It shows a number of things. One is that you can do casting with a comparatively small and simple hearth, with bellows feeding a tuyere. This is not of course news to many people, but it does also indicate the sort of improvements in technology that took place over the following 500 years as furnaces got bigger and bigger. Yet they could make some sophisticated and high quality items on such a small fire.
The hearth is clay lined, on stones, very simple to make, and only about 6 inches long.
He mentions some of his experiences, 15 minutes to melt a crucible of bronze is about right, I’ve done it in that time on my small setup. There is a photo of a double hearth, with one suggested for the melting, and one for heating moulds. I usually do both in the same hearth, which if it is large can mean losing a mould in the charcoal. Otherwise I just put a firebrick at the bottom at the far end of the oblong hearth, and thus less charcoal builds up there with less air getting at it, which ensures a lower temperature there, ideal for moulds.
He spends some time on the moulds, going over the advantages of lost wax casting.
It seems the crucibles were made from sand tempered clay, which is always good, but you could only get one or two meltings from each one, which I say is because it is hard to get the right sort of clay, he points out that the crucible turns glassy when used. If you use a whiter high alumina clay then it doesn’t get so glassy, but a high iron one glasses up very quickly. He then says that he uses sand tempered stoneware clay, as far as I can see stoneware clays are for higher temperature firing, and thus are more heat resistant, so of course that is what to use.
Interestingly potters have evolved their own separate nomenclature that is not directly based on scientific analysis, so they say stoneware or earthenware or describe a clay by it’s type of firing and colour.

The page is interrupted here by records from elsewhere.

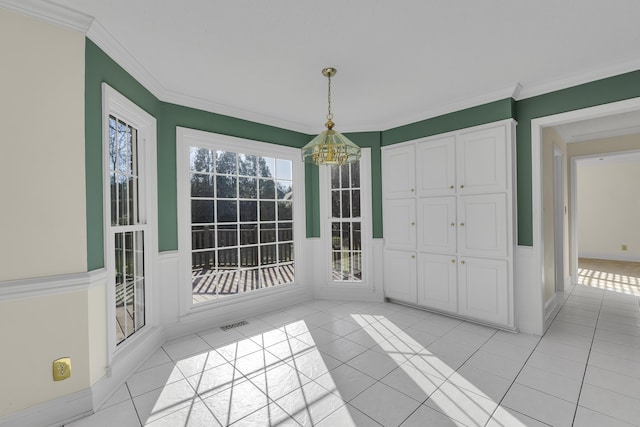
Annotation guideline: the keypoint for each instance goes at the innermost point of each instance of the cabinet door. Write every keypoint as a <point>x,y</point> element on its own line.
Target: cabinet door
<point>437,283</point>
<point>483,289</point>
<point>482,225</point>
<point>399,222</point>
<point>437,224</point>
<point>436,167</point>
<point>482,161</point>
<point>398,172</point>
<point>400,276</point>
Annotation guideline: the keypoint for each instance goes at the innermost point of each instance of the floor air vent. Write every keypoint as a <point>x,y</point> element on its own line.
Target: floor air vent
<point>234,325</point>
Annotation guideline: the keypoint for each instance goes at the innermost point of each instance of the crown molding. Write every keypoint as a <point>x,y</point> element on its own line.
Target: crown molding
<point>237,113</point>
<point>50,12</point>
<point>98,34</point>
<point>496,95</point>
<point>565,82</point>
<point>108,43</point>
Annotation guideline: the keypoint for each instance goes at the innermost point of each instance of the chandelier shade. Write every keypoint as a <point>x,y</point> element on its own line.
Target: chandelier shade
<point>330,147</point>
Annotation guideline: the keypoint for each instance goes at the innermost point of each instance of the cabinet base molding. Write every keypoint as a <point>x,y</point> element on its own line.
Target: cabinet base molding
<point>505,328</point>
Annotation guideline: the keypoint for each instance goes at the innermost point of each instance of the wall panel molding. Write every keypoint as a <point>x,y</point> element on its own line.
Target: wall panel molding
<point>51,285</point>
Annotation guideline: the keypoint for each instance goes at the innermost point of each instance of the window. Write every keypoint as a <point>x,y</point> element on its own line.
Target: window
<point>126,228</point>
<point>346,229</point>
<point>129,137</point>
<point>346,223</point>
<point>240,216</point>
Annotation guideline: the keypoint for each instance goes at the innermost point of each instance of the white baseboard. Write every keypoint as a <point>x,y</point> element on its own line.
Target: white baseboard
<point>550,306</point>
<point>610,256</point>
<point>528,308</point>
<point>55,412</point>
<point>233,312</point>
<point>124,364</point>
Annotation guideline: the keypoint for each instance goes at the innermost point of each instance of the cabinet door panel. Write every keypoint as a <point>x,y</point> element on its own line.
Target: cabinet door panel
<point>482,161</point>
<point>482,225</point>
<point>437,282</point>
<point>483,290</point>
<point>400,276</point>
<point>436,167</point>
<point>437,224</point>
<point>398,172</point>
<point>399,223</point>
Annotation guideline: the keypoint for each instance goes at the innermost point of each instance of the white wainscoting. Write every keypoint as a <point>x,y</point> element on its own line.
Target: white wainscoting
<point>51,285</point>
<point>528,291</point>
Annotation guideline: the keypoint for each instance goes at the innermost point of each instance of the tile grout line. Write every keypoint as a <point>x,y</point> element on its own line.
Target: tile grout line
<point>586,366</point>
<point>527,359</point>
<point>133,404</point>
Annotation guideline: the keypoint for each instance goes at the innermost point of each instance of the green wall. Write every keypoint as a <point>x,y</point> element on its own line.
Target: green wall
<point>599,92</point>
<point>478,115</point>
<point>99,68</point>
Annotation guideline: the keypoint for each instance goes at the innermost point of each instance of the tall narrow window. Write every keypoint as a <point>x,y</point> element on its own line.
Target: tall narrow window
<point>127,228</point>
<point>346,223</point>
<point>239,212</point>
<point>129,158</point>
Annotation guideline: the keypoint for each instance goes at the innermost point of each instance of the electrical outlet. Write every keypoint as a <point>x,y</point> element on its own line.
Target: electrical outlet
<point>61,369</point>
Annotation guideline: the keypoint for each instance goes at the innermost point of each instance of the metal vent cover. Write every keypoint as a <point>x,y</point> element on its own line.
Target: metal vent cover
<point>234,325</point>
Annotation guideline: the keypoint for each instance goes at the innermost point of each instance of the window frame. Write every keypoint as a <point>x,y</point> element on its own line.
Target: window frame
<point>116,104</point>
<point>187,137</point>
<point>367,281</point>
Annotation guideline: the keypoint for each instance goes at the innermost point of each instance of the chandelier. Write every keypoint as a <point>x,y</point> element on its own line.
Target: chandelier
<point>330,147</point>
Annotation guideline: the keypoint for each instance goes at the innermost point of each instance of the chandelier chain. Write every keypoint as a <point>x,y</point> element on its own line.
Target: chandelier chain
<point>329,114</point>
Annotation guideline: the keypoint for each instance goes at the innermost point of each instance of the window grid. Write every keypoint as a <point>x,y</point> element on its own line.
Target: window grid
<point>244,213</point>
<point>127,229</point>
<point>346,223</point>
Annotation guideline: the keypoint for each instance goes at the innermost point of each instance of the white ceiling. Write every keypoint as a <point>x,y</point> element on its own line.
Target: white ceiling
<point>398,61</point>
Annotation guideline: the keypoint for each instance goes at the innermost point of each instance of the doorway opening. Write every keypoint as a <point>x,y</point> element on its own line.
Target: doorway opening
<point>547,266</point>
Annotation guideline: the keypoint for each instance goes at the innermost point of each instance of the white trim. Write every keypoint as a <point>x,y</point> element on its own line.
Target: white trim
<point>573,218</point>
<point>235,310</point>
<point>52,413</point>
<point>327,281</point>
<point>116,51</point>
<point>541,88</point>
<point>558,217</point>
<point>510,91</point>
<point>185,137</point>
<point>632,130</point>
<point>529,318</point>
<point>610,256</point>
<point>125,363</point>
<point>115,103</point>
<point>550,306</point>
<point>50,12</point>
<point>536,182</point>
<point>51,285</point>
<point>235,112</point>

Now, one of the interesting things is that he says the mould (made from clay, sand and horse dung) should be completely burnt through, with no organic matter left. This is partly to ensure that there is no unreacted lime within the mould, from the clay. Yet he says that this is in contrast to the historic moulds, which are often poorly burnt, oxidised red on the outside and black through the middle, which can make the casting hard to do. The reasons he suggests for successful casting are that they used zinc copper alloys which were better at getting into the moulds through being less viscous and having a lower temp.
Importantly he notes that the clay mould conduct heat slowly, so you have time to take it out the fire and pour into it without rushing, which is a good point. This also permits the manufacture of finely details pieces, because the metal stays liquid enough to get into all the corners.
Clearly I have a lot of practise left to do because my castings don’t turn out the way his do. The secret is in the mould.